Écouter le podcast en entier :
Par Mustapha Sehimi
A froid, pourrait-on dire, comment se porte l’encadrement des jeunes pour ce qui est de ce sport? Le vaisseau amiral est sans conteste l’Académie Mohammed VI de football. Quelle gouvernance? Et quelle ingénierie de la formation? A l’Université Mohammed V de Rabat, un master spécialisé a été créé voici plusieurs années dans ce secteur. Il donne lieu à des travaux –encore peu nombreux- mais celui d’une impétrante dans son mémoire de fin d’études, Kaoutar El Mrabet, mérite que l’on s’y arrête (professeurs Moulay Smaïl Hafidi Alaoui, Safa Cherkaoui et Bouarfa El Fech).

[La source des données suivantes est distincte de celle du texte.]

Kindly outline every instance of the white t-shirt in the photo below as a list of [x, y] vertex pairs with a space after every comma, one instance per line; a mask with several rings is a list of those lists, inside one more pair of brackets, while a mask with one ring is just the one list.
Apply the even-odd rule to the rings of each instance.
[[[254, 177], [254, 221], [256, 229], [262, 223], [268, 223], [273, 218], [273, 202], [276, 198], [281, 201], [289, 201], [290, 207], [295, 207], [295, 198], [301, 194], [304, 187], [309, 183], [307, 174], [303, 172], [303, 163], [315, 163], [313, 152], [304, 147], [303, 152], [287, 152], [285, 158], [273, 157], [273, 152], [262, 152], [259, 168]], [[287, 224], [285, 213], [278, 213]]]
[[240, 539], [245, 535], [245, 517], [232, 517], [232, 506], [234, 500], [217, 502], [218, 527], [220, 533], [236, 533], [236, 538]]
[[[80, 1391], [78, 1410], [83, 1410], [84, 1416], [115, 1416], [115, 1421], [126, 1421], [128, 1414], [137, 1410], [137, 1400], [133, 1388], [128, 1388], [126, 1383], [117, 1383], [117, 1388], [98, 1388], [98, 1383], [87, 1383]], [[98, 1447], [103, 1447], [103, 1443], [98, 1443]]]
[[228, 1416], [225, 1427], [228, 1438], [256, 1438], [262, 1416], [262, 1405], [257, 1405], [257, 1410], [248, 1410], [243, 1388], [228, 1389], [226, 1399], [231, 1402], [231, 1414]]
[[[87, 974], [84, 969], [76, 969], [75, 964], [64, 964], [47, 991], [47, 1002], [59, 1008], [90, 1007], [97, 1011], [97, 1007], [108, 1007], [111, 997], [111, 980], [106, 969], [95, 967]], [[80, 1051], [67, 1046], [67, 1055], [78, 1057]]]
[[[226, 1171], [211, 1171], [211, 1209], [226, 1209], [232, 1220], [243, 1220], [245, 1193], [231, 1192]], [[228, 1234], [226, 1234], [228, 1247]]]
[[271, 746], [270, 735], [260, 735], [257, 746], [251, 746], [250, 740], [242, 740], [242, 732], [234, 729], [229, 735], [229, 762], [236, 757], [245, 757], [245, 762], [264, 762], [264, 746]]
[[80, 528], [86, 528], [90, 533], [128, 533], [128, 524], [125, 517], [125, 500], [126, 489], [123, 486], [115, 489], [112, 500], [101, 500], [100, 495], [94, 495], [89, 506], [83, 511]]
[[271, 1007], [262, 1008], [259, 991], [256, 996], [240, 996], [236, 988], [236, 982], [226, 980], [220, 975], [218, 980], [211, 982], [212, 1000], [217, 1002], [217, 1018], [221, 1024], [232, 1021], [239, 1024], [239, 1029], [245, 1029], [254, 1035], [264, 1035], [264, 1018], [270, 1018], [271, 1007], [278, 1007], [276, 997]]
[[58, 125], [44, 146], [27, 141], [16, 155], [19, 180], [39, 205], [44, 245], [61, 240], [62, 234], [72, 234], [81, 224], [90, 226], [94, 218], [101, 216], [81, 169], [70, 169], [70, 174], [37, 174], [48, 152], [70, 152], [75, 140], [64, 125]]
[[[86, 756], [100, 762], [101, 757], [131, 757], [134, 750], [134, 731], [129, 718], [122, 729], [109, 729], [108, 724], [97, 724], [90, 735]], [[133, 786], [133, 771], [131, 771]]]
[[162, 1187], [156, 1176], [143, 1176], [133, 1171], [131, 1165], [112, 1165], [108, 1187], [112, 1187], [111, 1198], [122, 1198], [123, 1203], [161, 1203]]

Son hypothèse de travail est celle-ci: quel est le dispositif actuel pouvant conduire au niveau et au statut de footballeur professionnel? La FRMF s’y attelle depuis des années mais les résultats sont-ils au rendez-vous? Ce sport de haut niveau requiert quoi au juste? Le dépassement de soi. Pour quel but? Améliorer des performances: de l’effort, de la discipline, de l’entraînement, de la continuité, de l’obstination même. Exprimer et libérer des potentialités physiques et mentales: telle est la feuille de route ou plutôt le mot d’ordre. Cela commande un environnement sportif favorable. Bien des modèles ont été présentés par divers auteurs en la matière.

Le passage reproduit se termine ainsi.